Photos By: David Phillipich

By: Corey McComb

It’s Friday night at the Casbah and Seattle’s indie-folk legend Damien Jurado is here promoting his new album, Visions Of Us On The Land.

Released earlier this year, it’s the final installment of his Maraqopa album trilogy, in which Jurado left behind acoustic ballads for mythical storytelling and textured psychedelic rock.

Produced by Richard Swift and recorded up in the Oregon mountains, the trilogy began with 2012’s Maraqopa and was followed up with 2014’s Brother and Sisters of the Eternal Son. The highly conceptualized albums are based off a dream Jurado had where an unnamed character embarks on an existential odyssey after surviving a car crash, and wanders into a fictitious commune. The spiritual journey culminates with Visions as the character leaves the commune with a female companion. Jurado says, “It’s about a guy who disappears on a search, if you will, for himself and never goes home.

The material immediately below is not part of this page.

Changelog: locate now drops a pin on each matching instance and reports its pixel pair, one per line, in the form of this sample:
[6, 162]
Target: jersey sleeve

While his cult following may be looking forward to old favorites from a prolific discography that spans 20 years, Jurado is here tonight to unravel the saga of Maraqopa.

Ben Abraham, Australian crooner and Secretly Canadian label mate to Jurado, opens the show with warm melodies and a humble stage presence. As he finishes, a crowded back patio barely notices Jurado sneak onto the stage. He immediately sits down on the stool already waiting for him and summons the crowd in with the opening chords of “Silver Timothy”; the starting point of his character’s journey.

With his full band, The Heavy Light, around him, Jurado squints forward almost absently. His fingers curl up on a acoustic guitar and start the folkloric finger picking of “Magic Number”. A tapestry of eeriness is sent out by the keyboardist/sound engineer sitting next to him. Jurado howls through an echo chambered voice, “It’s my turn to confuse.”

Jurado’s hymns ring out in an esoteric purgatory somewhere between haunting and humming. He narrates with a wandering ghostliness on Visions first two singles, “Exit 33” and “QACHINA”, as the band meets him at the rural intersections of myth, self-actualization, and dream-weaving instrumentation. 

The guitarist to his right wields psychedelic riffs with the same rawness heard on the album, while eccentric drum fills hit with the power and vibration of falling timber. By the time “TAQOMA” is played, the Casbah’s landscape has become an Oregon forrest. Distorted basslines shovel into the ground and turn over soil. 

The pages of Jurado’s odyssey continue to turn with the rhythmic funk of “Walrus”, a song about escaping the commune, before leading into Maraqopa’s opener “Nothing is the News”. The pace is slowed and the night is ended with “Working Titles“.

Through a cinematic performance of hypnotic words and wailing walls of sound, Jurado and The Heavy Light put us all in the story tonight.

Floating in his geodesic eyes, the crowd is still rapt. He is still on his stool.